I'm learning how to use Celluloid
. I’ve read all the documentation and think I have the idea of how to use it but lack practise. I'm about to test it with a CSV file with almost 12,000 rows.
I’m unsure how many actors I should assign to a job. I'm guessing this number should be dynamic. According to this railscasts episode the default number is set to the number of cores in your machine, but surely you should change this number based on your workload?
I have 12,000 records to get through, if I execute the code below I'm guessing it will initiate all the actors in my pool and queue them up to handle the jobs. But how should I gauge how many actors to dynamically assign to the work?

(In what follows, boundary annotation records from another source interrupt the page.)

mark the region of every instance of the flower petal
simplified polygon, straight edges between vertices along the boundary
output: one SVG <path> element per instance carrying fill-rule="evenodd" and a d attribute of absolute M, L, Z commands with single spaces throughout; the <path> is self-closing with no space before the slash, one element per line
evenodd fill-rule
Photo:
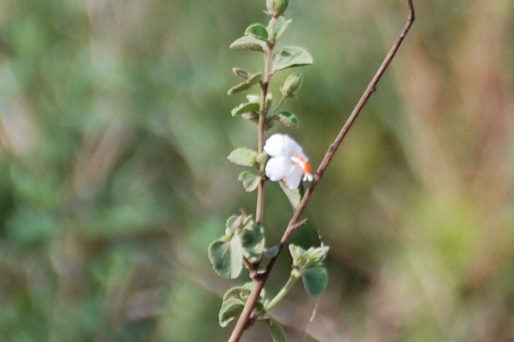
<path fill-rule="evenodd" d="M 301 169 L 296 167 L 292 168 L 286 176 L 286 185 L 287 187 L 291 190 L 296 190 L 303 175 Z"/>
<path fill-rule="evenodd" d="M 266 175 L 273 182 L 280 181 L 285 177 L 295 166 L 291 164 L 288 159 L 282 157 L 271 158 L 266 164 Z"/>
<path fill-rule="evenodd" d="M 296 141 L 287 134 L 282 133 L 275 133 L 268 138 L 264 145 L 264 151 L 271 157 L 290 157 L 295 153 L 303 153 Z"/>

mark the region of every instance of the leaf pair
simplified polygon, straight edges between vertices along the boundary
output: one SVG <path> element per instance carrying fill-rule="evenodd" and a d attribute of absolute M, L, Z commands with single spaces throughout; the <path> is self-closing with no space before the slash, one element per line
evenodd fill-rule
<path fill-rule="evenodd" d="M 225 235 L 209 246 L 209 259 L 218 275 L 234 279 L 243 270 L 243 258 L 250 263 L 260 261 L 264 244 L 262 228 L 251 216 L 234 215 L 227 220 Z"/>
<path fill-rule="evenodd" d="M 223 296 L 223 302 L 218 315 L 219 325 L 222 328 L 226 327 L 241 315 L 253 286 L 253 283 L 249 282 L 243 286 L 234 286 L 227 291 Z M 261 292 L 254 309 L 254 317 L 258 320 L 263 321 L 266 323 L 273 342 L 286 342 L 285 334 L 282 328 L 264 310 L 264 290 Z"/>

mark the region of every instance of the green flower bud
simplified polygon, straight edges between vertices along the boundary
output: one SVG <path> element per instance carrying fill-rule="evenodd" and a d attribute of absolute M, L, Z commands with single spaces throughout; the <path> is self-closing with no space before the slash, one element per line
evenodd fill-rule
<path fill-rule="evenodd" d="M 291 97 L 296 95 L 300 87 L 302 86 L 302 78 L 301 73 L 291 74 L 287 77 L 284 81 L 283 85 L 280 88 L 280 92 L 284 97 Z"/>
<path fill-rule="evenodd" d="M 268 13 L 273 16 L 278 17 L 285 11 L 289 5 L 289 0 L 266 0 Z"/>

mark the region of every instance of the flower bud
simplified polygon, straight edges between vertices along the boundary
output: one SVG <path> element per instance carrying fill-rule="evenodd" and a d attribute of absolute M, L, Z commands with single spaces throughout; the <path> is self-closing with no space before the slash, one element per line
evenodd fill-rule
<path fill-rule="evenodd" d="M 282 15 L 289 5 L 289 0 L 266 0 L 268 13 L 273 16 Z"/>
<path fill-rule="evenodd" d="M 296 95 L 300 87 L 302 86 L 302 78 L 301 73 L 291 74 L 287 77 L 280 88 L 280 92 L 284 97 L 291 97 Z"/>

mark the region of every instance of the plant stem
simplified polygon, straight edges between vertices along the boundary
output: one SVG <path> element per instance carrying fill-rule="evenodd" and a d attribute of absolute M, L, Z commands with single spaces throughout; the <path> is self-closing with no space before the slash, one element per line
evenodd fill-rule
<path fill-rule="evenodd" d="M 409 16 L 407 18 L 407 22 L 405 24 L 405 26 L 403 27 L 401 32 L 400 33 L 399 37 L 398 39 L 397 39 L 396 41 L 395 42 L 394 44 L 393 45 L 393 47 L 386 56 L 386 57 L 382 62 L 382 63 L 380 64 L 380 67 L 379 67 L 378 70 L 375 73 L 375 76 L 373 76 L 373 78 L 370 82 L 370 83 L 366 88 L 366 89 L 361 96 L 360 99 L 359 100 L 359 102 L 357 103 L 354 109 L 354 110 L 352 111 L 352 114 L 350 115 L 350 117 L 348 117 L 344 124 L 343 125 L 342 128 L 339 132 L 339 133 L 337 135 L 335 140 L 334 140 L 334 142 L 332 142 L 332 143 L 331 143 L 330 146 L 328 147 L 328 149 L 325 153 L 323 160 L 321 161 L 319 167 L 318 168 L 318 170 L 314 175 L 314 178 L 310 184 L 310 186 L 309 186 L 308 189 L 307 189 L 305 194 L 302 198 L 302 201 L 300 202 L 300 205 L 298 206 L 298 208 L 297 208 L 297 210 L 295 212 L 292 217 L 291 218 L 290 221 L 289 221 L 289 224 L 287 225 L 287 227 L 286 228 L 285 231 L 284 232 L 284 235 L 282 236 L 282 237 L 280 240 L 280 243 L 279 244 L 279 251 L 277 255 L 270 260 L 269 263 L 266 267 L 266 272 L 262 274 L 258 275 L 253 278 L 253 288 L 252 289 L 248 299 L 247 300 L 246 303 L 245 304 L 245 307 L 243 308 L 243 312 L 241 313 L 241 315 L 240 316 L 239 319 L 237 320 L 237 322 L 236 323 L 235 327 L 232 331 L 232 334 L 230 335 L 228 342 L 238 342 L 241 338 L 241 336 L 243 335 L 243 333 L 244 330 L 249 326 L 250 318 L 251 315 L 251 313 L 253 311 L 253 308 L 255 307 L 255 303 L 256 303 L 257 300 L 259 299 L 259 295 L 264 286 L 264 284 L 266 283 L 266 281 L 268 279 L 270 272 L 271 271 L 275 265 L 276 262 L 277 262 L 277 260 L 280 254 L 280 252 L 282 250 L 282 249 L 283 249 L 284 246 L 289 240 L 289 238 L 291 236 L 292 232 L 303 225 L 303 224 L 304 224 L 306 222 L 306 220 L 303 220 L 301 221 L 299 221 L 299 220 L 300 220 L 300 217 L 301 215 L 305 208 L 305 206 L 307 205 L 307 202 L 312 195 L 313 192 L 314 191 L 315 188 L 316 188 L 316 186 L 321 179 L 321 177 L 323 176 L 323 174 L 324 173 L 325 170 L 326 169 L 326 168 L 329 164 L 331 160 L 332 160 L 332 158 L 334 157 L 334 154 L 336 153 L 336 151 L 340 145 L 343 139 L 346 136 L 346 133 L 348 132 L 348 131 L 350 130 L 352 125 L 355 121 L 357 117 L 359 115 L 359 114 L 362 110 L 364 104 L 365 104 L 366 102 L 368 101 L 368 99 L 369 99 L 370 97 L 373 94 L 373 93 L 375 92 L 377 84 L 382 77 L 382 75 L 383 75 L 386 69 L 389 66 L 389 64 L 391 64 L 391 61 L 393 60 L 395 55 L 398 51 L 398 50 L 400 47 L 400 45 L 401 44 L 402 42 L 403 42 L 403 39 L 405 38 L 406 35 L 407 34 L 407 32 L 410 29 L 411 26 L 412 25 L 412 23 L 414 22 L 414 19 L 415 19 L 414 5 L 412 4 L 412 0 L 407 0 L 407 6 L 409 8 Z M 270 50 L 271 49 L 270 49 Z M 271 55 L 270 54 L 270 55 L 268 56 L 268 58 L 270 58 L 270 56 Z M 266 55 L 265 54 L 265 61 L 266 60 L 265 56 Z M 267 73 L 265 74 L 265 80 L 263 82 L 262 85 L 263 94 L 265 94 L 267 93 L 267 86 L 269 81 L 269 77 L 271 75 L 268 75 Z M 261 101 L 265 101 L 265 99 L 262 98 Z M 262 123 L 263 124 L 262 127 L 261 127 L 261 120 L 262 119 L 263 120 L 264 119 L 264 117 L 261 117 L 263 113 L 262 111 L 262 108 L 263 102 L 261 102 L 261 111 L 259 113 L 259 134 L 260 136 L 261 130 L 262 129 L 262 136 L 263 137 L 264 122 Z M 260 183 L 260 188 L 261 186 L 263 186 L 263 185 L 262 185 L 262 183 L 263 181 L 261 181 L 261 183 Z M 260 188 L 258 188 L 258 189 L 259 190 Z M 263 189 L 264 188 L 261 189 L 261 191 L 263 191 Z M 259 201 L 259 195 L 258 195 L 258 201 Z M 259 205 L 258 205 L 258 207 Z M 260 213 L 260 214 L 262 215 L 262 211 Z M 255 216 L 256 222 L 259 222 L 257 221 L 257 215 L 256 214 Z M 261 218 L 262 219 L 262 217 Z"/>

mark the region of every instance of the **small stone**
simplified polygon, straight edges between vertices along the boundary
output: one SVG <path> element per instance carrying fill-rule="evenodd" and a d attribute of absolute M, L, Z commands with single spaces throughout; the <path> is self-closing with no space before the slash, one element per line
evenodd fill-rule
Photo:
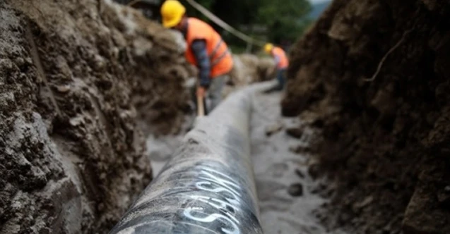
<path fill-rule="evenodd" d="M 353 204 L 353 209 L 354 210 L 357 210 L 360 209 L 361 208 L 364 208 L 367 206 L 368 206 L 369 204 L 370 204 L 372 202 L 374 201 L 374 197 L 372 196 L 369 196 L 367 197 L 366 198 L 364 199 L 364 200 L 360 202 L 357 202 Z"/>
<path fill-rule="evenodd" d="M 320 168 L 319 164 L 312 164 L 308 168 L 308 174 L 314 180 L 316 180 L 320 176 Z"/>
<path fill-rule="evenodd" d="M 297 176 L 298 176 L 301 178 L 304 178 L 304 174 L 299 168 L 295 169 L 295 173 L 297 174 Z"/>
<path fill-rule="evenodd" d="M 303 128 L 288 128 L 286 130 L 286 134 L 288 135 L 300 139 L 302 135 L 303 135 Z"/>
<path fill-rule="evenodd" d="M 288 192 L 292 197 L 300 197 L 303 195 L 303 185 L 300 183 L 292 184 L 289 186 Z"/>
<path fill-rule="evenodd" d="M 69 85 L 59 85 L 57 89 L 59 92 L 66 93 L 71 90 L 71 86 Z"/>
<path fill-rule="evenodd" d="M 271 136 L 280 132 L 283 129 L 283 124 L 277 123 L 266 128 L 266 135 Z"/>

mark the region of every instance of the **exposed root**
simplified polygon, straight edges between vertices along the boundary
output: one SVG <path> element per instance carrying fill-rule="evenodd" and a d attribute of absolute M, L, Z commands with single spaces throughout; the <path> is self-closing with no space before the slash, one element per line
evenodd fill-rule
<path fill-rule="evenodd" d="M 408 30 L 405 31 L 405 32 L 403 33 L 401 38 L 398 40 L 398 42 L 393 47 L 392 47 L 392 48 L 391 48 L 389 51 L 388 51 L 388 52 L 386 53 L 386 54 L 383 56 L 379 63 L 378 63 L 378 67 L 377 68 L 377 71 L 375 72 L 375 73 L 374 73 L 374 75 L 370 78 L 364 79 L 365 81 L 371 82 L 371 81 L 375 80 L 375 79 L 377 78 L 377 76 L 378 76 L 378 74 L 381 70 L 381 68 L 383 67 L 383 64 L 384 64 L 384 61 L 386 61 L 387 57 L 389 56 L 389 54 L 393 52 L 393 51 L 395 51 L 397 48 L 398 48 L 398 47 L 400 47 L 402 42 L 403 42 L 403 41 L 405 40 L 406 35 L 409 34 L 410 32 L 411 32 L 412 31 L 413 31 L 413 29 L 410 29 Z"/>
<path fill-rule="evenodd" d="M 27 24 L 25 32 L 25 37 L 27 38 L 27 41 L 28 44 L 30 44 L 30 53 L 31 54 L 31 57 L 32 58 L 32 61 L 36 66 L 36 68 L 37 69 L 37 75 L 40 77 L 44 83 L 45 84 L 45 87 L 49 90 L 49 92 L 50 94 L 50 99 L 52 100 L 52 103 L 54 107 L 55 111 L 58 116 L 61 116 L 61 110 L 59 109 L 59 106 L 58 106 L 58 104 L 57 103 L 57 99 L 54 98 L 54 95 L 53 94 L 53 92 L 52 91 L 52 88 L 49 85 L 48 80 L 47 80 L 47 77 L 45 76 L 45 73 L 44 72 L 44 68 L 42 68 L 42 65 L 41 63 L 40 58 L 39 57 L 39 52 L 37 51 L 37 47 L 36 47 L 36 44 L 35 43 L 35 39 L 32 37 L 32 33 L 31 32 L 31 29 L 30 28 L 30 25 Z"/>

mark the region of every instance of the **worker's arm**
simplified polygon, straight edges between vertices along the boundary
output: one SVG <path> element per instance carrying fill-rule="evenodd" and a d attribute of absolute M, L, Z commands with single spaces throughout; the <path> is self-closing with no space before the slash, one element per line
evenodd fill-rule
<path fill-rule="evenodd" d="M 211 63 L 208 57 L 206 50 L 206 42 L 203 39 L 196 39 L 192 42 L 191 46 L 194 56 L 197 61 L 199 68 L 199 78 L 200 79 L 200 86 L 208 88 L 211 83 Z"/>
<path fill-rule="evenodd" d="M 280 58 L 278 55 L 274 55 L 273 58 L 275 58 L 275 65 L 278 67 L 280 61 L 281 61 L 281 58 Z"/>

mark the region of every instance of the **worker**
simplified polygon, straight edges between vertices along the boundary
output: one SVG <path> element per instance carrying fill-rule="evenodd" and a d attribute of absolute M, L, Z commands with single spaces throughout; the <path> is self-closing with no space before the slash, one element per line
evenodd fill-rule
<path fill-rule="evenodd" d="M 266 53 L 270 54 L 275 59 L 276 66 L 276 76 L 278 80 L 277 86 L 273 89 L 275 90 L 283 90 L 285 83 L 286 69 L 289 66 L 289 60 L 285 51 L 278 47 L 273 46 L 273 44 L 267 43 L 264 46 Z"/>
<path fill-rule="evenodd" d="M 220 102 L 223 89 L 233 66 L 228 47 L 211 25 L 187 17 L 186 8 L 178 1 L 165 1 L 161 6 L 161 16 L 165 27 L 177 30 L 184 36 L 186 58 L 199 68 L 199 85 L 193 93 L 202 99 L 208 95 L 211 106 L 206 108 L 207 113 Z M 196 99 L 194 102 L 196 104 Z"/>

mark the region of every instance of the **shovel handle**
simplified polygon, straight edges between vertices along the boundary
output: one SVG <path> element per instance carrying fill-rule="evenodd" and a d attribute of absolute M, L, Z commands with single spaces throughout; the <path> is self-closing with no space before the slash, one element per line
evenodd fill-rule
<path fill-rule="evenodd" d="M 203 105 L 203 97 L 197 95 L 197 115 L 199 116 L 205 116 L 205 106 Z"/>

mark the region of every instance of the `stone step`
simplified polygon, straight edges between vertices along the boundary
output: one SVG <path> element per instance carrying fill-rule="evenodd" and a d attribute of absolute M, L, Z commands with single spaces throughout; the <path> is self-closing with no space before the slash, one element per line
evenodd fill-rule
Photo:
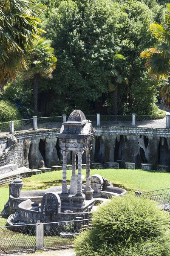
<path fill-rule="evenodd" d="M 16 171 L 7 172 L 0 175 L 0 185 L 12 181 L 15 179 L 30 177 L 33 175 L 33 171 L 29 168 L 23 167 L 18 168 Z"/>
<path fill-rule="evenodd" d="M 39 168 L 39 169 L 42 171 L 42 172 L 51 172 L 51 168 L 48 167 L 41 167 Z"/>
<path fill-rule="evenodd" d="M 62 166 L 52 166 L 51 167 L 52 172 L 53 171 L 61 171 L 61 170 L 62 170 Z"/>
<path fill-rule="evenodd" d="M 17 168 L 17 164 L 7 164 L 3 166 L 0 166 L 0 175 L 16 171 Z"/>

There are still many holes in my understanding, so feel free to challenge my whole implementation.
class Model < ActiveRecord::Base
include Celluloid
def initialize(row)
self.name = row[0]
self.alt_id = row[1]
self.definition = row[2]
self.save
self.terminate
end
end
CSV.open("./files/my_file.csv", "wb") do |csv|
Model.supervise(csv)
end
First, in your case you should create a different class for your actor.
class Model < ActiveRecord::Base
def self.save_from_csv(row)
new.tap do |m|
m.name = row[0]
m.alt_id = row[1]
m.definition = row[2]
m.save
end
end
end
class CSVWorker
include Celluloid
def persist_from_csv(row)
Model.persist_from_csv(row)
end
end
Then you can create a pool and do the work for each row.
pool = CSVWorker.pool(size: 4)
CSV.foreach("./files/my_file.csv") do |row|
pool.async.persist_from_csv(row)
end
Notice the async
. That's what makes it run in pseudo parallel.
I admit I haven't tested this, but even if it Works™, you should benchmark it to see if there's actually any gain from paralysation. I doubt that it will be much faster in MRI because the only IO involved is DB queries.